Concrete & Abstract Syntax

abstract.svg

<expr> ::= <id> | <expr> ("-" | "*") <expr>

Abstract Syntax in Python

from dataclasses import dataclass

@dataclass
class Expr:
    pass

@dataclass
class Id(Expr):
    name: str

@dataclass
class Binop(Expr):
    op: str
    lhs: Expr
    rhs: Expr

ast = Binop('-', Binop('-', Id('x'), Id('y')), Binop('*', Id('z'), Id('z')))

Dataclasses?

  • New(ish) feature in Python 3.7
  • Automatically generated
    • Constructors
    • Value equality & comparison
    • Pretty printing

Parsing

  • How do we get from syntax to abstract syntax?
  • Lots of options
    • Parser generators (Antlr, Bison, etc.)
    • Recursive descent

Recursive-descent

  • Pros:
    • Used by many real compilers (e.g.
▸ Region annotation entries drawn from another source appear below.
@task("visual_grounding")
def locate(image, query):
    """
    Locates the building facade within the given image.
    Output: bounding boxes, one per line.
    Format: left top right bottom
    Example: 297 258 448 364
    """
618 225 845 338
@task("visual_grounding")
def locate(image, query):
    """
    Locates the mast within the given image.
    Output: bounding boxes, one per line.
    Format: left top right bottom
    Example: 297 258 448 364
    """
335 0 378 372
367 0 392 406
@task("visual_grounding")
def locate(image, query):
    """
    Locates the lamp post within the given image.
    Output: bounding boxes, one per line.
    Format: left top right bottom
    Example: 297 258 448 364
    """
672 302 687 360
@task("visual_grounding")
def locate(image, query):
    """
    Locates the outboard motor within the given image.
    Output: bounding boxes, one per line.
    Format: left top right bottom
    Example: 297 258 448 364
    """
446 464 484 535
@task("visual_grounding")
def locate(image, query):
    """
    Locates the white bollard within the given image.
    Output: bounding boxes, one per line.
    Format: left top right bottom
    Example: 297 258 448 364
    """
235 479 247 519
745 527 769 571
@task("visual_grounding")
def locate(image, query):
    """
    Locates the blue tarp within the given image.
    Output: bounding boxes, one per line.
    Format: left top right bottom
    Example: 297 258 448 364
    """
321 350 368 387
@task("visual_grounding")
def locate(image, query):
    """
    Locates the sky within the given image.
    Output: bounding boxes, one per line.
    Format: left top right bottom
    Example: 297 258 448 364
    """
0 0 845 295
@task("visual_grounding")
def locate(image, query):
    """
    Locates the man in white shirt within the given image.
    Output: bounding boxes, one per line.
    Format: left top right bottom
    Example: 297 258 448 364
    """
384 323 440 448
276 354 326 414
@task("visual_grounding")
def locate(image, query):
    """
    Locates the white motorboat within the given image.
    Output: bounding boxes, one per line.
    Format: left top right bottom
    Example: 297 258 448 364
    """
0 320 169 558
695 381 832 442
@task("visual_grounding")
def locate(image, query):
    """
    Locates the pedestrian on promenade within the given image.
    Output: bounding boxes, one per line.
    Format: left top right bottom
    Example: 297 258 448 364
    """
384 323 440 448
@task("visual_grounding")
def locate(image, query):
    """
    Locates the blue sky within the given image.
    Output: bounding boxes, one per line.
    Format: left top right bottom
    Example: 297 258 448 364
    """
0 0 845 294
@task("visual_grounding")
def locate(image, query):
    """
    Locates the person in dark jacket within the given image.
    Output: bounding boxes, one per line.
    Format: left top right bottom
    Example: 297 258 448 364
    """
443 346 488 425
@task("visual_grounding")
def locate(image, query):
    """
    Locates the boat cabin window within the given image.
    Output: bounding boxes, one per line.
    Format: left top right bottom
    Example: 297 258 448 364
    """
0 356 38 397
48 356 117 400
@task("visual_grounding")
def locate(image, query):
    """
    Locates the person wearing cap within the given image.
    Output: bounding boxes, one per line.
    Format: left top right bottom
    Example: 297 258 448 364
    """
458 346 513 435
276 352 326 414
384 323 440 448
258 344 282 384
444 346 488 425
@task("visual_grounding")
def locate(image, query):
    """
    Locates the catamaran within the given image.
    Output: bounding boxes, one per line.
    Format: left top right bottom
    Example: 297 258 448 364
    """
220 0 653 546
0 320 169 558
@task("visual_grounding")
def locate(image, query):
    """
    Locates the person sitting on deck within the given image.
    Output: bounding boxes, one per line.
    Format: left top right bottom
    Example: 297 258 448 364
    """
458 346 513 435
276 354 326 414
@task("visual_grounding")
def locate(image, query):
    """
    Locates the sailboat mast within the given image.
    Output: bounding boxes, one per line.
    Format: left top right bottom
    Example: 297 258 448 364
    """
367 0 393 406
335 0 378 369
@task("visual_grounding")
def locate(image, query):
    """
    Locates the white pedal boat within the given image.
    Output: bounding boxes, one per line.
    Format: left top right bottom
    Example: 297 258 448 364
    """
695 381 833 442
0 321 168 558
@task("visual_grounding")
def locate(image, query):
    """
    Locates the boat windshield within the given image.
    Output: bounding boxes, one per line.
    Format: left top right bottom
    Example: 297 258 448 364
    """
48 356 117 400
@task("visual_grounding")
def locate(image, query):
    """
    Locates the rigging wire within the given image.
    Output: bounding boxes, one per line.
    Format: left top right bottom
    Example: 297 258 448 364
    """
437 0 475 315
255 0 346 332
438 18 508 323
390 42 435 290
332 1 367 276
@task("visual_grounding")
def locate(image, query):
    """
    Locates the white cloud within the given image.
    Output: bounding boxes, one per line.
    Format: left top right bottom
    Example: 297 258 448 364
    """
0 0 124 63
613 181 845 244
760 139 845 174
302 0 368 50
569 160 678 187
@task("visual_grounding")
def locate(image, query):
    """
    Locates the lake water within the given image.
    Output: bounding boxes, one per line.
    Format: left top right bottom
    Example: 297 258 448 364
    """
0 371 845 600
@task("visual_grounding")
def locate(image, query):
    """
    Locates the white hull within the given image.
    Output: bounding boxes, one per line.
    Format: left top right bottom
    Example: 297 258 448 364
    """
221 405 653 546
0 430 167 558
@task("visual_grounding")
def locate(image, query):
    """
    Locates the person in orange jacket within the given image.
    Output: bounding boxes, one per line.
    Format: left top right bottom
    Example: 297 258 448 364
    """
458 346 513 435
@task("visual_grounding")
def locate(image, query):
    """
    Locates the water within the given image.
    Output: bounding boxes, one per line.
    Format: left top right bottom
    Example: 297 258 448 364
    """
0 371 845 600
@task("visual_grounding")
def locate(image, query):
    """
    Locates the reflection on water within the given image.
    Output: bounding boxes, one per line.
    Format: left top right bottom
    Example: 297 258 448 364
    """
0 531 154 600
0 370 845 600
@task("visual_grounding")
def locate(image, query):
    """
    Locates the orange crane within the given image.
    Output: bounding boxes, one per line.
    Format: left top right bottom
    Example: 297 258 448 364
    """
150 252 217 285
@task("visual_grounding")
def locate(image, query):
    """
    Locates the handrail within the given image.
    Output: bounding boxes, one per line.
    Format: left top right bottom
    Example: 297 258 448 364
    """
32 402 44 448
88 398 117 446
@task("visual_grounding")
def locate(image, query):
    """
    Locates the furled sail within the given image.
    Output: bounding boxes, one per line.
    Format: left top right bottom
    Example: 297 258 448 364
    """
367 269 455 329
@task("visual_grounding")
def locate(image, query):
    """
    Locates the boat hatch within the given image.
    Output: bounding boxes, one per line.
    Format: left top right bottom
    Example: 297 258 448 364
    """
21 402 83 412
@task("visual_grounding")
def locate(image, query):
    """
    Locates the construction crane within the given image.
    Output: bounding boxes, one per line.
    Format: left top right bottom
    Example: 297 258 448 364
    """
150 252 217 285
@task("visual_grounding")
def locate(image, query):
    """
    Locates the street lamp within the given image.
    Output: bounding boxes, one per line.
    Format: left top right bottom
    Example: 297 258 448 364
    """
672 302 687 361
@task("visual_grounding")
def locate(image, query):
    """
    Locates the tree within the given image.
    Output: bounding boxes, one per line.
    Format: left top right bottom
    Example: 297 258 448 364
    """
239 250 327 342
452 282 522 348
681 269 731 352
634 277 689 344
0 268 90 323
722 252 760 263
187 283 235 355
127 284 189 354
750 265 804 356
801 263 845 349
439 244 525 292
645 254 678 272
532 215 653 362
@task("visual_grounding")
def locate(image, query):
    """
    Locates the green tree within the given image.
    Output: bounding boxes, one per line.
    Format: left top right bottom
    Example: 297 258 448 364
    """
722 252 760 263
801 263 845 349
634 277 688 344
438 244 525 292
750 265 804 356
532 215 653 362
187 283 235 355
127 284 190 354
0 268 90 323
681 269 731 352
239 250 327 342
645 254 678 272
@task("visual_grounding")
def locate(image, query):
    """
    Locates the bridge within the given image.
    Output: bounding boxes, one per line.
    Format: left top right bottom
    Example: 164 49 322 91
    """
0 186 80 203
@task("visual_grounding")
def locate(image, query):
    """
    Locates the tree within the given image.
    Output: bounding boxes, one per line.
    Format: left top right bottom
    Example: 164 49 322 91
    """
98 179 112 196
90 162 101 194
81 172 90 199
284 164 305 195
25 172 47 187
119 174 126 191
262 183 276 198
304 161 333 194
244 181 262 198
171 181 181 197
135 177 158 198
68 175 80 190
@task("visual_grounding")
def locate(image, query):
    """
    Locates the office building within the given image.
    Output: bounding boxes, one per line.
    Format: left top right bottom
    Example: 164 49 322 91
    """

Clang)
    • Relatively simple to write
    • Often easier to handle syntax errors by hand
  • Cons:
    • Strict recursive-descent has issues with left-recursion

Parts of a Recursive-descent Parser

  1. List or stream of tokens.
  2. One function per grammar rule.
    • Responsible for parsing anything that matches that rule.

Recursive-descent Example

class Parser:
    def expr(self):
	# Parse <expr> ::= <expr> "-" <expr1> | <expr1>
	pass

    def expr1(self):
	# Parse <expr1> ::= <expr2> "*" <expr1> | <expr2>
	pass

    def expr2(self):
	# Parse <expr2> ::= <id> | "(" <expr> ")"
	pass

Recursive-descent Example

class Parser:
    def expr2(self):
	# Parse <expr2> ::= <id> | "(" <expr> ")"
	if next_token_is_id():
	    return Id(token)
	elif next_token_is_lparen():
	    # Parse "(" <expr> ")"
	    pass
	else:
	    error()

Recursive-descent Example

class Parser:
    def expr2(self):
	# Parse <expr2> ::= <id> | "(" <expr> ")"
	if next_token_is_id():
	    return Id(token)
	elif next_token_is_lparen():
	    expr = self.expr()
	    assert_next_token_is_rparen()
	    return expr
	else:
	    error()

Recursive-descent Example

class Parser:
    def expr1(self):
	# Parse <expr1> ::= <expr2> "*" <expr1> | <expr2>
	lhs = self.expr2()
	if next_token_is_star():
	    return Binop("*", lhs, self.expr1())
	else:
	    return lhs

Recursive-descent Example

class Parser:
    def expr1(self):
	# Parse <expr1> ::= <expr2> "*" <expr1> | <expr2>
	lhs = self.expr2()
	if next_token_is_star():
	    return Binop("*", lhs, self.expr1())
	else:
	    return lhs
<expr1> ::= <expr2> <expr1-rest>
<expr1-rest> ::= "*" <expr1> | ε

Recursive-descent Example

class Parser:
    def expr(self):
	# Parse <expr> ::= <expr> "-" <expr1> | <expr1>
	lhs = self.expr() # ???

Left-recursion

Direct:

<expr> ::= <expr> "-" <expr1> | <expr1>

Indirect:

<expr1> ::= <expr2> "*" <expr1> | <expr2>
<expr2> ::= <id> | <expr1>

Handling Left-recursion

Convert to iteration:

<expr> ::= <expr1> ("-" <expr1>)*

Recursive-descent Example

class Parser:
    def expr(self):
	# Parse <expr> ::= <expr> ::= <expr1> ("-" <expr1>)*
	exprs = [self.expr1()]
	while next_token_is_dash():
	    exprs.append(self.expr1())

	pass # Process expressions

Processing Expression List

[Id("a")] -> Id("a")

[Id("a"), Id("b")] -> Binop("-", Id("a"), Id("b"))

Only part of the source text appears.